Reading carefully through the paper, an important part of their calculation for the "one in a trillion" claim seems to rest on the cryptographic threshold approach they are using. In particular, it seems likely to me that the number matches required for your account to be flagged is relatively high (perhaps a dozen). If that is the case, their hash collision likelihood could be "only" 1 in a million, but it would still be vanishingly unlikely for a typical iCloud user to get a dozen false positives. 1e-6 is _much_ more testable than 1e-12 for the perceptual hashing, and the cryptographic parts of the secret sharing are easy to analyze mathematically.
As a disclaimer, I haven't done the actual math here. This also implies that the risk of your account getting flagged falsely is tightly related to how many images you upload.
You're assuming that perceptual hashes are uniformly distributed, but that's not the case. If I post a picture of my kid at the beach I'm far, far more likely to generate perceptual hashes closer to the threshold. Not to mention intimate photos of/with my partner.

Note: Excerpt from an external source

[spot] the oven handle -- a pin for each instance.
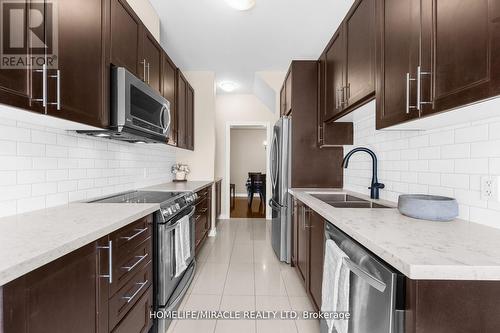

Good point about the possibility of capturing a bunch of distinct photos with the same perceptual hash, either by taking a burst of photos or by editing one photo a bunch of times. I guess a better implementation would never upload two different encryption keys for the same perceptual hash and just send dummy data instead, but I haven't seen any indication that they actually do that.
yep. what if i take a burst of 12 photos that all incorrectly fall as a false positive to NeuralHash (which is a ML black box), and an Apple reviewer is now invading my privacy by looking at my photo library?
As a disclaimer, I haven't done the actual math here. This also implies that the risk of your account getting flagged falsely is tightly related to how many images you upload.